4.7. In dit geval bestaat geen ruimte voor het doen van een tussenuitspraak inzake de terugvordering. Een opdracht aan de Svb op grond van artikel 21, zesde lid, van de Beroepswet verdraagt zich niet met het rechtsmiddel van beroep in cassatie dat openstaat tegen de toepassing door de Raad van bepalingen inzake het begrip gezamenlijke huishouding.

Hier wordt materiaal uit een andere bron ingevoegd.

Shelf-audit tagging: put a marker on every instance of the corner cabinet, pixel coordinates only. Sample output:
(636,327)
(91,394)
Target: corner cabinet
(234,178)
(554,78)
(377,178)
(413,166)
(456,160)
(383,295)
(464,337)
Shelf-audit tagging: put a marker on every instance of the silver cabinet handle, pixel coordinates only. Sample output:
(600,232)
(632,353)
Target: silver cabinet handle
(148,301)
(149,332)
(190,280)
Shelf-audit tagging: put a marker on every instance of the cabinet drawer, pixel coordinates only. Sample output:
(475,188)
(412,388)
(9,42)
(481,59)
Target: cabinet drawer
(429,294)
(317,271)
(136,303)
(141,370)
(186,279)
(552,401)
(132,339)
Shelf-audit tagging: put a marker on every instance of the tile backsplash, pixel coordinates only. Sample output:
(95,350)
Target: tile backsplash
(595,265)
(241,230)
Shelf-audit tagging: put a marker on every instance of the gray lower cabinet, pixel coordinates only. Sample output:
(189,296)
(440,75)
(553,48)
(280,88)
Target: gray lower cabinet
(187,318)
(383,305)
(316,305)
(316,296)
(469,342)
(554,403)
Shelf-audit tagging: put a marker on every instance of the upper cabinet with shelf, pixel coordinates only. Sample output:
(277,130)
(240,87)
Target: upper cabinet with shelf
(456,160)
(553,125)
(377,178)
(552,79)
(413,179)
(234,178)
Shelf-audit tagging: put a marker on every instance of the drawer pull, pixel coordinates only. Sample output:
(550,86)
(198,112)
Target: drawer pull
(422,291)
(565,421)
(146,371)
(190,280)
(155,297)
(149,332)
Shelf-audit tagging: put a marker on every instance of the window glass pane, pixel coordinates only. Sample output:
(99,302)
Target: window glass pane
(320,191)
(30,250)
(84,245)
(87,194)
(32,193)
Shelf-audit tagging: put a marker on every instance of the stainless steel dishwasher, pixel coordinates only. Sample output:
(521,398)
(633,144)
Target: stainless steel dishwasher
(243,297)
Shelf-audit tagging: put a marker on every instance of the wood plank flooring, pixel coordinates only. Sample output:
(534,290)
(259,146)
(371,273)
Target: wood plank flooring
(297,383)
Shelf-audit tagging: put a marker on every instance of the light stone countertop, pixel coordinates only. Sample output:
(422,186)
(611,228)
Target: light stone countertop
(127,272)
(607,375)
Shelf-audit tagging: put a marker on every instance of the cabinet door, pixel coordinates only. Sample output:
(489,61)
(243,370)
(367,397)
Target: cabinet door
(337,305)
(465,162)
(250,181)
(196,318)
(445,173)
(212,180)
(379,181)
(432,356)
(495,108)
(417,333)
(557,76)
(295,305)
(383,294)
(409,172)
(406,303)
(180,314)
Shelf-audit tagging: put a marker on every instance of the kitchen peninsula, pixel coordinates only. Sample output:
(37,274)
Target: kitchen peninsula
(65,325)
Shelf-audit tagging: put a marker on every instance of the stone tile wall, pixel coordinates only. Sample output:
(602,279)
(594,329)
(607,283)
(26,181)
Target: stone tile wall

5. Er bestaat aanleiding de Svb te veroordelen in de proceskosten van appellante. Deze kosten worden begroot op € 437,-- in beroep en € 874,-- in hoger beroep voor verleende rechtsbijstand.
BESLISSING
De Centrale Raad van Beroep
- vernietigt de aangevallen uitspraak;
- verklaart het beroep gegrond;
- vernietigt het besluit van 12 april 2011 voor zover dit betrekking heeft op de beëindiging
van de nabestaandenuitkering van appellante over de periode van 1 juli 1998 tot 12 augustus
2008;
- herroept het primaire besluit van 11 december 2009 in zoverre en bepaalt dat deze uitspraak
in zoverre in de plaats treedt van het besluit van 12 april 2011;
- vernietigt het besluit van 12 april 2011 voor zover dit betrekking heeft op de terugvordering;
- draagt de Svb op een nieuw besluit op het bezwaar te nemen inzake de terugvordering met
inachtneming van deze uitspraak;
- veroordeelt de Svb in de proceskosten van appellante tot een bedrag van € 1.311,-- ;
- bepaalt dat de Svb aan appellante het in beroep en hoger beroep betaalde griffierecht van in
totaal € 153,-- vergoedt.
Deze uitspraak is gedaan door A.B.J. van der Ham als voorzitter en E.J. Govaers en H.D. Stout als leden, in tegenwoordigheid van J.M. Tason Avila als griffier. De beslissing is uitgesproken in het openbaar op 4 december 2012.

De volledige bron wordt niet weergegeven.